I.                   Croissance économique et bouleversements sociaux

1.      La création des économies agro-exportatrices

Ces économies produisent et exportent leurs produits agricoles. On a simultanéité entre la mainmise sur les Républiques américaines et leur croissance économique. Déjà présentes mais peu riches auparavant, les élites dominantes vont brutalement s’enrichir.

La stabilisation politique des années 1860 – 1870 assure l’arrivée de capitaux étrangers, notamment anglais, allemands, français et américains ensuite. Ils parviennent massivement en Amérique latine et sont investis dans la politique locale dans les services suscitant une explosion dans la productivité agricole. On met les moyens dans l’exportation de ces produits agricoles (chemins de fer, ports, cargos frigorifiques, …).
Les pays les plus dynamiques dans cette production sont le cône sud et le Mexique. Cela se constate dans le changement des grandes villes qui se modernisent (tramway, grands magasins, théâtres, voitures, cafés, boutiques de luxe, …) et s’européanisent (Buenos Aires devient le Paris de l’Argentine).

2.      Des sociétés en mutations

Ces sociétés sont peu denses démocratiquement. En 1900 on a 61 millions d’habitants avec une densité très faible et un accroissement naturel important (on a doublé depuis 1860). Ces territoires vont tenter d’être peuplés par les Etats. On favorise donc surtout l’immigration massive dans le Cône Sud et le Mexique.

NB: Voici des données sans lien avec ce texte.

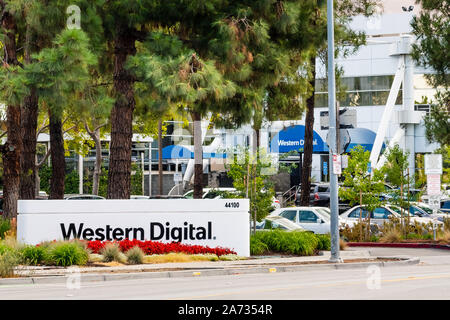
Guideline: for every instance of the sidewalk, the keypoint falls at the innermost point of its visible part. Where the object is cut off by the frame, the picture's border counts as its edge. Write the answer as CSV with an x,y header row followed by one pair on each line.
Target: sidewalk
x,y
268,264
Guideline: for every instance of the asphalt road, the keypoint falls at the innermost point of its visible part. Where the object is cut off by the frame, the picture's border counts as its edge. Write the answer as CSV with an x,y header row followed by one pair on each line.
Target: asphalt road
x,y
428,280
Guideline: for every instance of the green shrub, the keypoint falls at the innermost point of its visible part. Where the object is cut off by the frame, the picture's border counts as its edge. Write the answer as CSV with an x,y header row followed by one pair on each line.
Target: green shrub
x,y
9,259
111,252
34,255
67,254
324,242
5,225
297,243
135,255
5,248
257,247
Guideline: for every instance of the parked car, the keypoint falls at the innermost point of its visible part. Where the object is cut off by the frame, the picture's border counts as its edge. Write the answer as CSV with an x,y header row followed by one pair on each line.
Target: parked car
x,y
314,219
82,197
278,222
138,197
445,206
320,197
440,215
218,193
379,216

Ainsi entre 1870 et 1914, 3 millions d’immigrants s’installent en Argentine. Entre 1890 et 1900, 900 000 immigrants s’installent au Brésil. Tous sont des immigrants européens surtout d’Europe du Sud (Espagnols et Italiens), des ruraux fuyant la désertification rurale et des urbains, ouvriers qualifiés qui fuient les crises de Juglar en cherchant du travail dans les industries en création en Amérique latine. Tous vont dans les villes d’Amérique latine où les industries émergent. On a donc une explosion des villes (Buenos Aires en 1914 détient 1,4 millions d’habitants soit la moitié des habitants d’Argentine). Cette urbanisation rapide concerne les pays les plus dynamiques et c’est l’apparition de très grandes villes dans certaines régions d’Amérique latine. C’est au sein de ces villes que de nouveaux groupes sociaux émergent avec une autre conception de la politique.

De nouvelles classes apparaissent, dans lesquelles on trouve les catégories moyennes d’employés de magasins, de commerce de détail, de banques, d’administrations publiques, … On a des enclaves ouvrières dans des villes qui sont liées à l’économie d’agro-exportation (quartier des ports) ou aux régions minières. Ces immigrants de fraîche date vivent et travaillent dans des conditions particulières. Alors qu’au milieu des années 1890, on a de vrais travaux ouvriers, aucun salariat n’émerge, les rémunérations sont en bons d’achat de boutiques liées à l’entreprise. On a donc une dépendance absolue à l’égard du patron, un endettement important et qui bloque la mobilisation politique de ces classes ouvrières.
Le reste de la population est rurale, paysanne, marquée par l’inégalité de la propriété terrienne entre latifundio et microfundio. C’est donc un quasi-servage de ces paysans soumis au propriétaire terrien que ce soit l’Eglise ou un riche blanc.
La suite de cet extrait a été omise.